参照法条 労働者災害補償保険法7条1項1号
労働者災害補償保険法12条の8第4号
労働基準法施行規則別表1の2第9号
体系項目 労災補償・労災保険 / 業務上・外認定 / 脳・心疾患等
労災補償・労災保険 / 業務上・外認定 / 業務起因性
裁判年月日 2001年5月30日
裁判所名 東京地
裁判形式 判決
事件番号 平成7年 (行ウ) 293 
裁判結果 認容(確定)
出典 労働判例813号42頁
審級関係
評釈論文 望月浩一郎・労働法律旬報1511号17~27頁2001年9月10日
判決理由 〔労災補償・労災保険-業務上・外認定-業務起因性〕
〔労災補償・労災保険-業務上・外認定-脳・心疾患等〕
 労災保険法に基づく保険給付は、労働者の「業務上」の死亡について行われるが(同法7条1項1号)、労働者が業務上死亡したといえるためには、業務と死亡との間に相当因果関係があることが必要である(最高裁第2小法廷昭和51年11月12日判決・判例時報837号34頁参照)。
 前記4(1)の判示内容に照らすと、くも膜下出血は、基礎疾患である動脈瘤ないし血管病変が存在し、これが種々の危険因子の集積によって増悪し、発症に至るものであるが、ある業務に従事していた者の、業務とくも膜下出血の発症との間における相当因果関係を肯定するためには、当該業務が、基礎疾患である動脈瘤ないし血管病変を自然経過を超えて増悪させるに足りる程度の過重負荷になっていたものであることを要し、かつそれで足りるものと解するのが相当である。

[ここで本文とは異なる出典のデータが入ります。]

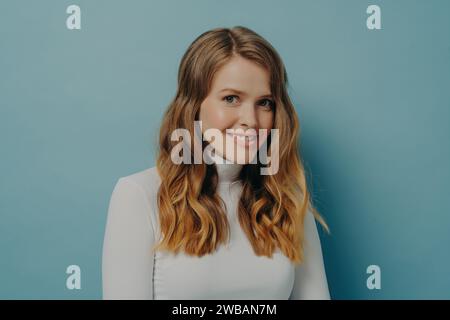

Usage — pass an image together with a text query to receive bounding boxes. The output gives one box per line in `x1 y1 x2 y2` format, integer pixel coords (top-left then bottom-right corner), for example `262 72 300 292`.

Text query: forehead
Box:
211 56 270 95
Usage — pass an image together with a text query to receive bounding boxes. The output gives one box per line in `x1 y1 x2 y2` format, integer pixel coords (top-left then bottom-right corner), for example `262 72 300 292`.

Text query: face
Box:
199 56 275 164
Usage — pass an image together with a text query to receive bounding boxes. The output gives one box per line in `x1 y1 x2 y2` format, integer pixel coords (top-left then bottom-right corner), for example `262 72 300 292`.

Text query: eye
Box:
223 95 239 103
260 99 275 110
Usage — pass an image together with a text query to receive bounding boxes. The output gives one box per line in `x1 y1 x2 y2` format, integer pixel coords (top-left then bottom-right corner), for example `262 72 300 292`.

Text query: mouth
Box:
227 133 258 147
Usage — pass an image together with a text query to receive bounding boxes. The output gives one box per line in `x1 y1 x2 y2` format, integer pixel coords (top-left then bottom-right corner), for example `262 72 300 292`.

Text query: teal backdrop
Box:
0 0 450 299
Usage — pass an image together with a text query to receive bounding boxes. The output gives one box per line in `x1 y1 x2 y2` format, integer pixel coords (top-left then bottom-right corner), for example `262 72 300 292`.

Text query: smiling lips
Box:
227 133 258 148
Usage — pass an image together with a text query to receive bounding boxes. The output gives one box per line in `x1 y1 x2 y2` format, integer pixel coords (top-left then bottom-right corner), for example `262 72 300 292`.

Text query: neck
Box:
207 154 243 183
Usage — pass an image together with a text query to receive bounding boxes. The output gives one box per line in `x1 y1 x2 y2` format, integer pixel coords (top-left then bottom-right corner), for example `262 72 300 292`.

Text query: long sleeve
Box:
289 211 330 300
102 178 155 300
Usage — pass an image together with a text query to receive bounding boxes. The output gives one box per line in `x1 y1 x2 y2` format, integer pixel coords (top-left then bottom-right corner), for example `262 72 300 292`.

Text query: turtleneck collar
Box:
207 150 243 183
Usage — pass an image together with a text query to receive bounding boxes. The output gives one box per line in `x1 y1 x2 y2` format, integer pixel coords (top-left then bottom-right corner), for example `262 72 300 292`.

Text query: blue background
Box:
0 0 450 299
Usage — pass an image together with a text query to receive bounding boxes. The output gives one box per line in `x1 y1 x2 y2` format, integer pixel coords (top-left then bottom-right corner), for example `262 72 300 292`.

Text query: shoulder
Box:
113 167 161 238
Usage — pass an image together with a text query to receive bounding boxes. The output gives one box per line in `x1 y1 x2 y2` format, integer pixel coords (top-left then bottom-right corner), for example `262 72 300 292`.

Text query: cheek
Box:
258 111 274 130
199 100 236 131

なぜなら、このような場合には、当該業務に内在する危険が現実化することによってくも膜下出血が発症したものと評価することができるからである。〔中略〕
 以上のようなAの就労状況、東京出張の経過等の事実関係に、くも膜下出血の発生機序等に関する前記認定の事実関係を併せ考えると、Aが本件発症前に従事していた業務は、くも膜下出血の基礎疾患である解離性動脈瘤又は紡錘状動脈瘤を自然経過を超えて増悪させるに足りる程度の過重負荷になったものと認めることができる。〔中略〕
〔労災補償・労災保険-業務上・外認定-脳・心疾患等〕
 被告は、本件発症は、基礎疾患である私病の血管病変等に対して、業務外の長期間にわたる飲酒や喫煙等が悪影響を及ぼしたことによるものと見るのが合理的である旨主張する。

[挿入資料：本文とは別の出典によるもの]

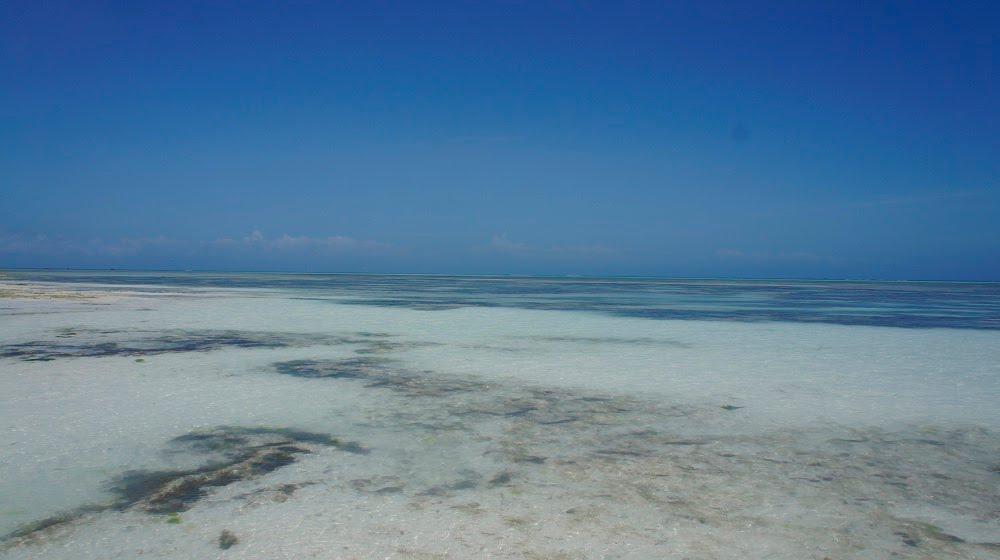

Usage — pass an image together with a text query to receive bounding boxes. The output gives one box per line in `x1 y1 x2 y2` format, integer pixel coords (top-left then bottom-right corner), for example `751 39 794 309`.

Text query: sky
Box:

 そこで、被告の主張について考えると、高血圧は、脳出血疾患では決定的な危険因子とされているところ、飲酒は、長期間大量にアルコールを摂取し続けると、高血圧を促進させるとされていること、喫煙は、喫煙者におけるくも膜下出血の発症率が非喫煙者よりも高いという疫学的調査の結果に基づく報告があることから、くも膜下出血の危険因子とされていることは、前記認定のとおりである。
 しかし、本件発症時のAには高血圧が存在していたことは事実であるものの、その程度・内容は明らかではないのであるから、Aの飲酒が高血圧の促進を通じて本件発症にどの程度寄与したのかを判定することは困難といわざるを得ない。加えて、Aは、営業活動に従事するに当たっては飲酒を伴う会食をすることが有益であったため、飲酒する機会が多くなることになったというのであるから、仮に、飲酒が本件発症にある程度は寄与したものとしても、これを、業務に内在する危険と無関係のものとは、必ずしもいい切れないものがある。また、Aの喫煙がくも膜下出血の危険因子とされていることは上記のとおりであるが、それが、本件発症にどの程度寄与したのかを判定することもまた、前記認定の疫学的調査の結果だけでは、いまだ困難といわざるを得ない。
 (3) 以上によれば、Aの業務と本件発症との間には相当因果関係があるものということができる。
 したがって、本件発症には業務起因性が認められるから、本件処分は違法なものとして、取消しを免れない。